Jatani Guyo Jawe lives in Ego village in the Borena district of Dubluk. He is an elderly man who is currently supported by his children.. Admasu Brook / HelpAge International
Jatani Guyo Jawe lives in Ego village in the Borena district of Dubluk. He is an elderly man who is currently supported by his children.. Admasu Brook / HelpAge International

The humanitarian system and older people: reversing continued neglect

Crises don’t affect everyone equally. They magnify inequalities and can hit certain groups harder than others.

Older people are a prime example of this. Many face heightened risks in emergencies, such as discrimination, physical harm and psychological distress. Reduced mobility, chronic health conditions and limited resources can make it harder for older people to prepare for, or adapt to, emergencies. Many are left without support networks, which can leave them isolated, neglected or lacking assistance.

Between us, HelpAge International and Age International have spent many years working on older people’s rights and needs in humanitarian settings. Time and again, we have seen older people in all their diversity being overlooked, their rights disregarded and their needs poorly assessed or inappropriately addressed. HelpAge International’s new research on humanitarian funding flows confirms this continued neglect, showing once more how older people are left behind in crisis settings.  

By 2050, one in five people globally will be over 60, with 80% living in low- and middle-income countries, many of which will be affected by conflict, fragility or climate emergencies. But the humanitarian system remains largely unprepared to anticipate and meet older people’s needs, uphold their rights or support their contributions.

Ageism and exclusion

Older people have specific strengths and capacities. They are caregivers for children and other adults, leaders in their communities, protectors, advocates and guardians of cultural heritage. Their knowledge and experience are often essential in a community’s crisis response. But despite this, ageism and exclusion are widespread.

Maura in Venezuela sums up how many older people feel: “Older people are invisible; that is, we go unnoticed … I think that we play an important role in the community, because of our knowledge, our experience, our values, but we are not taken into account.”

Too often, older people are invisible in data collection processes. Or data is not disaggregated by sex, age and disability. Without this information, responses fail to capture the barriers older people experience, especially those facing intersecting forms of marginalisation, which limit their access to services and silence their voices in decisions that affect their lives.

Despite longstanding global commitments to inclusive humanitarian action, older people remain among the most systematically overlooked groups in crisis settings. Humanitarian funding reflects this reality. Even though older people’s needs are great, and their contributions are significant, the resources allocated to them fall far short of what is required. Years of chronic underfunding are now compounded by brutal cuts, shifting donor priorities and structural reforms. Protection and inclusion are increasingly being sidelined. Age, gender, disability and other intersecting characteristics risk being deprioritised or ignored entirely as the humanitarian sector goes through a fundamental reset.

Flawed funding, missed opportunities

HelpAge’s research highlights just how stark the funding gap is. We analysed project data from 12 countries where we work, reviewing more than 17,800 project titles from the United Nations Office for the Coordination of Humanitarian Affairs (OCHA) Financial Tracking Service (FTS) and over 6,000 project descriptions from the International Aid Transparency Initiative (IATI).
The findings are stark.

Fewer than 0.1% of projects in OCHA’s FTS database mentioned older people. This suggests there are minimal funded projects that specifically support older people.

Only 6.5% of IATI project descriptions mention older people, highlighting missed opportunities to mainstream them into broader programmes where they might reasonably have been included.
The lack of funding for projects that include older people strips away their agency, undermines the vital role older people can, and do, play in crisis response and denies them the chance to meaningfully participate in humanitarian action.

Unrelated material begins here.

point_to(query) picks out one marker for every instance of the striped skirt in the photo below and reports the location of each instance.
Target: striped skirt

Strengthening older people’s visibility in humanitarian programming

Donors hold enormous power to shape humanitarian priorities. At this critical time, they need to work with other humanitarian actors to reshape the system itself. The ongoing ‘humanitarian reset’ aims to respond to growing frustrations with the international humanitarian system’s inefficiencies, power imbalances and failure to adapt to protracted and complex crises.

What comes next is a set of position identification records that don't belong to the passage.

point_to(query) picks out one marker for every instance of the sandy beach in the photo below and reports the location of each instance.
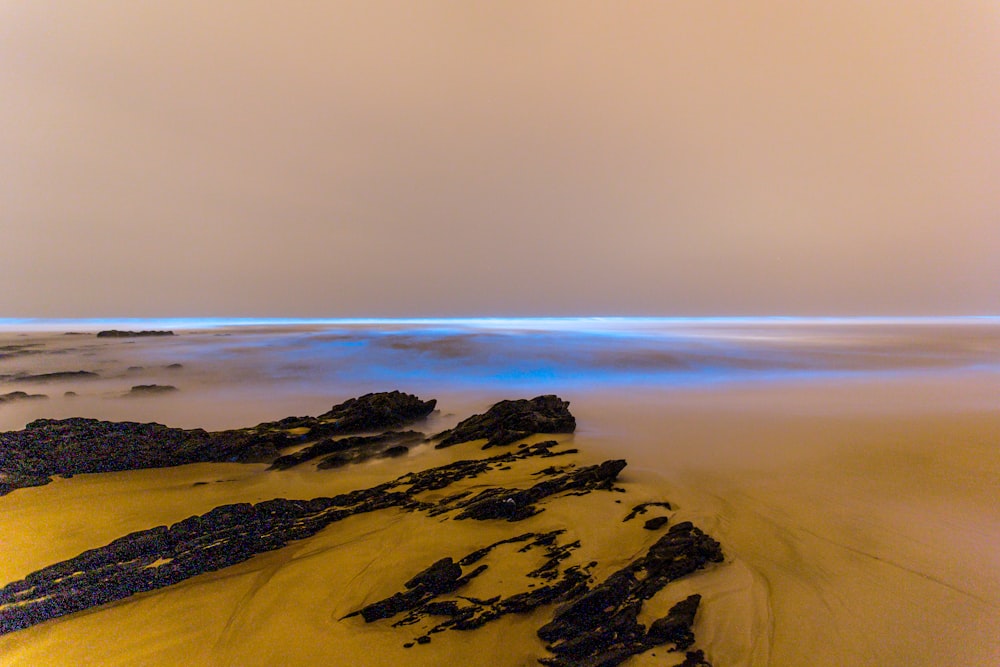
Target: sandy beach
(858, 518)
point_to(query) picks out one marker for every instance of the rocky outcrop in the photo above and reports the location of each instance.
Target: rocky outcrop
(115, 333)
(151, 389)
(20, 396)
(518, 504)
(601, 627)
(230, 534)
(47, 447)
(510, 421)
(56, 377)
(592, 623)
(373, 412)
(352, 449)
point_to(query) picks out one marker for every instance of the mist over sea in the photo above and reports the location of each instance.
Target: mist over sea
(847, 466)
(239, 372)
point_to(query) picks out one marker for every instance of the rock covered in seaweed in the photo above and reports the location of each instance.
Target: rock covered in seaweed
(509, 421)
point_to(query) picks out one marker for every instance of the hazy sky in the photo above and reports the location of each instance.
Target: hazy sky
(533, 158)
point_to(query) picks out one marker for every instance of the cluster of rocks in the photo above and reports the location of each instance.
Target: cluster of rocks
(419, 599)
(58, 376)
(19, 349)
(47, 447)
(353, 449)
(19, 396)
(115, 333)
(593, 624)
(151, 389)
(510, 421)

The UK government’s humanitarian reset principles, which prioritise locally-led, people-centred responses and resilience building, offer a key opportunity to shift the humanitarian system to be truly inclusive and responsive to the realities of population ageing. Strengthening the visibility of older people in humanitarian programming would help the UK and other countries realise their commitments to ‘leave no one behind’.

Coverage and cost-effectiveness should not be the measures of success for humanitarian action. The real test must be whether it protects and upholds the rights and dignity of all people, regardless of their age.

This new research shows that, without a decisive shift, we risk failing older people – not only in today’s crises, but in the growing number of future emergencies where ageing will be a defining factor.